Aqueles que o conhecem melhor dizem que se trata de um pragmático amigável aos negócios que desenvolveu um talento especial, ao longo de uma carreira política de décadas, para forjar acordos com seus colegas parlamentares.
Mas também há outra questão: ele corre o risco de ser retirado do cargo por acusações relacionadas ao mesmo caso de impeachment formulado contra Dilma. Espera-se que o PMDB, o partido de Temer e o maior do país, abandone a base do governo em reunião marcada para esta terça-feira.
Em apenas 30 anos desde seu retorno à democracia, o Brasil confiou duas vezes em seu vice-presidente para sair de uma crise. Em uma delas o país deu calote em suas dívidas e na outra acabou com a hiperinflação.

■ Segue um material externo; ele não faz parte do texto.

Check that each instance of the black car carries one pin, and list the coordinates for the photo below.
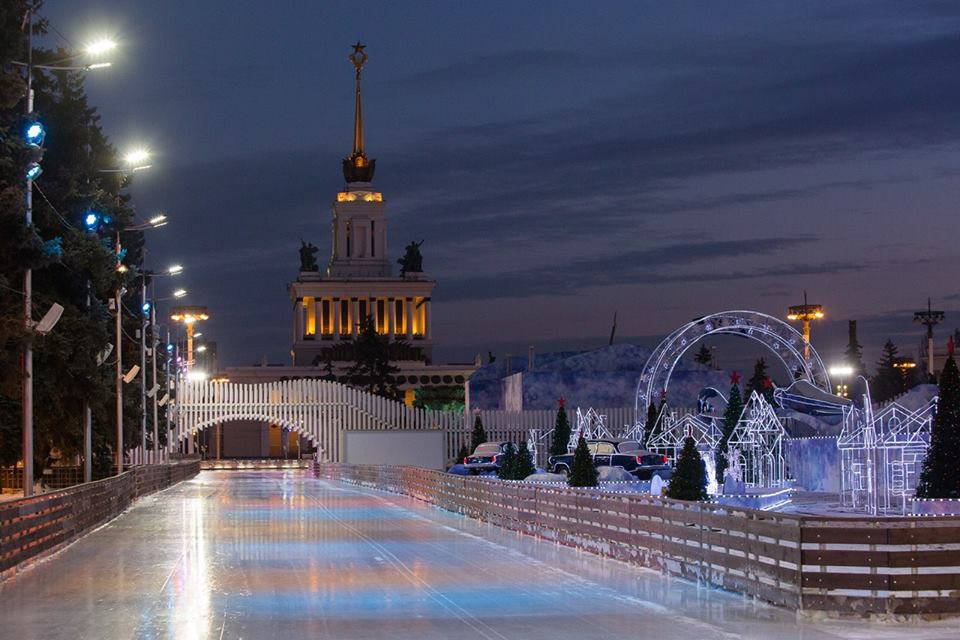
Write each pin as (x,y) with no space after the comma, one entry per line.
(487,457)
(612,452)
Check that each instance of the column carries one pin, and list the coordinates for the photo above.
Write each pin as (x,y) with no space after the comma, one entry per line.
(336,318)
(408,313)
(427,320)
(354,316)
(392,318)
(297,321)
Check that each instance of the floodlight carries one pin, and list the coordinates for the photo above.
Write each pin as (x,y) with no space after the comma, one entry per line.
(35,134)
(102,45)
(50,320)
(134,370)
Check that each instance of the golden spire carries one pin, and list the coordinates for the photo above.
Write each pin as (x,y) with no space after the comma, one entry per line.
(357,168)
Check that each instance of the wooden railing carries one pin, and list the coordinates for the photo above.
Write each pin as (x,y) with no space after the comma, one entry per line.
(861,566)
(37,525)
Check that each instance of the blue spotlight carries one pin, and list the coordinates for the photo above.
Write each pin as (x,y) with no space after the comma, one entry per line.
(35,134)
(91,221)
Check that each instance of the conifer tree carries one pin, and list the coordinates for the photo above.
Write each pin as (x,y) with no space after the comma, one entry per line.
(940,477)
(652,428)
(478,436)
(508,463)
(583,473)
(689,481)
(730,419)
(525,466)
(561,431)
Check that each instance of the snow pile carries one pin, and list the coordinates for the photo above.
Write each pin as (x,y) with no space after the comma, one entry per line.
(606,377)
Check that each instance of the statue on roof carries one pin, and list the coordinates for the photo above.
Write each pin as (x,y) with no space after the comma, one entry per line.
(308,257)
(412,260)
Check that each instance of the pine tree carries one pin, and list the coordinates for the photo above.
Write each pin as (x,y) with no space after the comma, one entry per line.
(704,357)
(561,432)
(689,481)
(478,436)
(525,466)
(583,473)
(508,463)
(940,477)
(730,419)
(652,428)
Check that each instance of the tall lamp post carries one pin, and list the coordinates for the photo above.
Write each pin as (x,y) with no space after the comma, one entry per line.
(33,172)
(805,313)
(929,318)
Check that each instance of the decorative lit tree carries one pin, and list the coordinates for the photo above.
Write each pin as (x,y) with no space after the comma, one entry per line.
(652,428)
(940,477)
(508,464)
(689,481)
(583,473)
(462,454)
(561,431)
(478,436)
(730,419)
(524,466)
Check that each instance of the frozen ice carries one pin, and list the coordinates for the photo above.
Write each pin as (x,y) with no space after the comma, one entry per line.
(280,554)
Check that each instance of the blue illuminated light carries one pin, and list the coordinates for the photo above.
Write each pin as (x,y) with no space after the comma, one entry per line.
(35,134)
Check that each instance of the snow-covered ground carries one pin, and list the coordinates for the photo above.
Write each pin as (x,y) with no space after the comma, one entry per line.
(279,554)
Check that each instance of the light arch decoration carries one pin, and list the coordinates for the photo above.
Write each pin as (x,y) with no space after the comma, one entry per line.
(785,342)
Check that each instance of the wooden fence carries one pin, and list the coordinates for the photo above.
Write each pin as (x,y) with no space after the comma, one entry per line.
(516,425)
(861,566)
(39,524)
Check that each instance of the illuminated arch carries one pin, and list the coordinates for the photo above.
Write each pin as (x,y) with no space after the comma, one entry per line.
(785,342)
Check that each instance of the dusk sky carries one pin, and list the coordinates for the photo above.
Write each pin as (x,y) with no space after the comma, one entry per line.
(561,160)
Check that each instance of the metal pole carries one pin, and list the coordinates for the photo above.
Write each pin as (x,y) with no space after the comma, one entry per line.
(27,399)
(119,340)
(87,424)
(153,366)
(143,370)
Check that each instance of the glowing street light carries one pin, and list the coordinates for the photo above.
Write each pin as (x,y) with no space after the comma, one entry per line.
(100,46)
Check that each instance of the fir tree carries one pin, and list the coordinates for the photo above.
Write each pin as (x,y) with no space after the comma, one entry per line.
(730,419)
(689,481)
(525,466)
(652,428)
(561,432)
(940,477)
(583,473)
(704,357)
(478,436)
(508,463)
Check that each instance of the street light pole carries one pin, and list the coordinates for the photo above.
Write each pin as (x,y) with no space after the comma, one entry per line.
(27,365)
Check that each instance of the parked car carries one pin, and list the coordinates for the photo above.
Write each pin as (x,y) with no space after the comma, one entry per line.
(487,457)
(612,452)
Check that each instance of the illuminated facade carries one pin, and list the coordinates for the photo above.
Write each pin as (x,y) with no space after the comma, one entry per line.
(358,281)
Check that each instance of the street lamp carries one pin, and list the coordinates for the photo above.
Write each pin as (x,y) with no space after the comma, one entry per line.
(34,136)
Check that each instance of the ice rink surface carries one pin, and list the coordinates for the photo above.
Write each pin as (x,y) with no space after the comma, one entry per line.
(282,555)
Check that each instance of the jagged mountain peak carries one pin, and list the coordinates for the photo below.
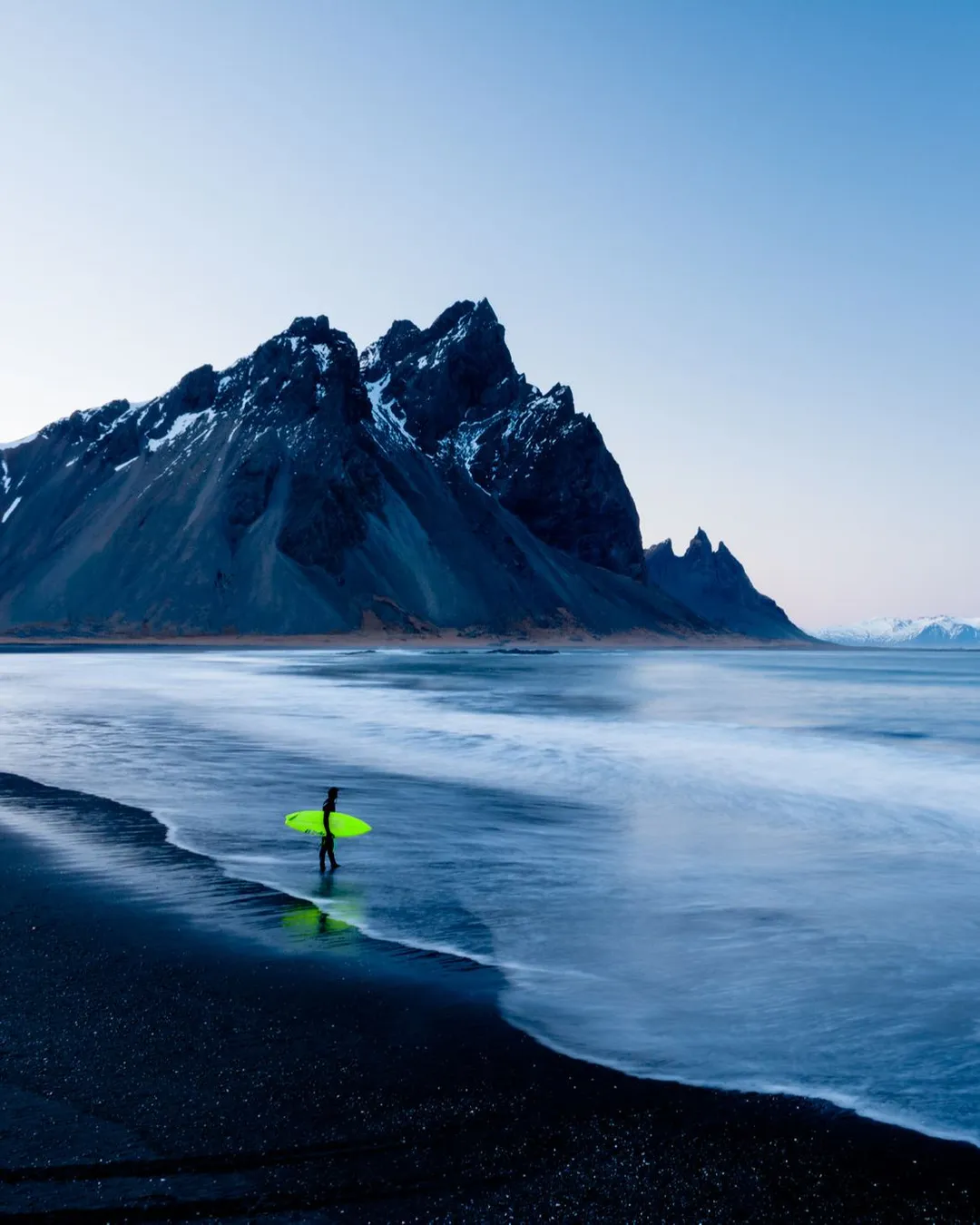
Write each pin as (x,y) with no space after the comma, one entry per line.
(305,487)
(713,583)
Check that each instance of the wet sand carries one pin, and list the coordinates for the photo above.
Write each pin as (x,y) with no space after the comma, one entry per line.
(154,1066)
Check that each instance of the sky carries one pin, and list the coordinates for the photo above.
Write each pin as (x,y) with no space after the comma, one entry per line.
(746,234)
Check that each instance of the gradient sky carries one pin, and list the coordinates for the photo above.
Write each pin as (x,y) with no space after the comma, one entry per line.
(745,233)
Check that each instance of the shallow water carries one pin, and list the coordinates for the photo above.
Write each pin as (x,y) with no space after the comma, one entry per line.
(749,870)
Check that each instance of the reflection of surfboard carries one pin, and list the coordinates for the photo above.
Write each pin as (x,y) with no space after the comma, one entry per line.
(312,921)
(310,821)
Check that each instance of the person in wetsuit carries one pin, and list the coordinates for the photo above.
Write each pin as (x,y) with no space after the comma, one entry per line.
(326,842)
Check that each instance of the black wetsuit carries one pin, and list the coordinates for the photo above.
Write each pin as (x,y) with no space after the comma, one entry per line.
(326,842)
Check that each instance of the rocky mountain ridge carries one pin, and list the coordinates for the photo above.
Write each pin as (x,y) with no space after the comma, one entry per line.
(714,584)
(310,489)
(909,632)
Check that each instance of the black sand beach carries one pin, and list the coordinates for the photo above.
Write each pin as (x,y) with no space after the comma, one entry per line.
(154,1066)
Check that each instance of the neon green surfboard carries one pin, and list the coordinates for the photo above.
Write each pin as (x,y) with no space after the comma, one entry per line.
(342,825)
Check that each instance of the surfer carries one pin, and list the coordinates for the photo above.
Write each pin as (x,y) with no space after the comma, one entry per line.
(326,842)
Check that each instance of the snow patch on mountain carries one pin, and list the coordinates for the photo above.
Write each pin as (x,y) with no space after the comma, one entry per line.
(891,631)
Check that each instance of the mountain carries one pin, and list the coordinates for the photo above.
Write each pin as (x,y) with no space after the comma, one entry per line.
(714,584)
(309,489)
(888,631)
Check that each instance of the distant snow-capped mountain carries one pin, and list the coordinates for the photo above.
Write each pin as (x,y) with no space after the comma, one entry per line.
(892,631)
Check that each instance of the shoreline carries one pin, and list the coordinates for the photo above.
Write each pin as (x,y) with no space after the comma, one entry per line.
(447,640)
(156,1054)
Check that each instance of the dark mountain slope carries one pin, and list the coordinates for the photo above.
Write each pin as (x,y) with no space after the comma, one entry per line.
(293,494)
(455,389)
(716,585)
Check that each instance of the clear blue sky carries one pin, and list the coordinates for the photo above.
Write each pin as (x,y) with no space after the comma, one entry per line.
(745,233)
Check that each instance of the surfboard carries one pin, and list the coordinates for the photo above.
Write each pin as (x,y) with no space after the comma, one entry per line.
(342,825)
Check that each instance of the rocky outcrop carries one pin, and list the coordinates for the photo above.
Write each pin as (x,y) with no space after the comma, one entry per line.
(311,490)
(455,391)
(714,584)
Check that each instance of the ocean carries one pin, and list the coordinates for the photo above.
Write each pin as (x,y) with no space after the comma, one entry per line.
(748,870)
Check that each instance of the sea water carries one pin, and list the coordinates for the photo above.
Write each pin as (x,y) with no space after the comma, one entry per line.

Os investidores se perguntam se Temer será mais parecido com o vice-presidenteJosé Sarney e seus problemáticos planos econômicos dos anos 1980 ou com o vice-presidente Itamar Franco, que lançou as bases para anos de crescimento e estabilidade nos anos 1990.
“Não haverá nenhum milagre, mas há mais tendência de alta aqui — eu estou muito otimista”, disse John Welch, economista do Canadian Imperial Bank of Commerce e observador do Brasil há longa data, que acredita que a sucessão de Temer seria um acontecimento bom.
“Ele é agregador como Itamar, um construtor de consenso. Talvez não na medida em que o mercado quer, mas certamente muito melhor do que o que temos agora”.
Com o maior déficit orçamentário da história, não haverá muito espaço para que Temer adote medidas de estímulo fiscal. Ele, contudo, agiria de forma mais efetiva para controlar os gastos do que Dilma, segundo Thiago de Aragão, sócio e diretor de estratégia da empresa de consultoria de risco político Arko Advice.
Mais importante do que isso, Temer poderia impulsionar a confiança do investidor, que está próxima de uma baixa histórica, com políticas que tirariam a mão pesada do governo sobre a economia dos 13 anos de governo do PT.
Um documento emitido pelo PMDB de Temer em outubro sustenta que o motor de crescimento do Brasil, baseado no consumo, se esgotou e precisa ser substituído por investimentos privados e ganhos de competitividade.
O partido pede uma idade de aposentadoria mais elevada e o fim das vinculações constitucionais para alguns gastos para que se consiga uma melhor alocação de recursos.
Importância maior do setor privado
O partido já aprovou um projeto de lei no Senado reduzindo a importância da estatal Petrobras e permitindo uma maior participação do setor privado na indústria do petróleo.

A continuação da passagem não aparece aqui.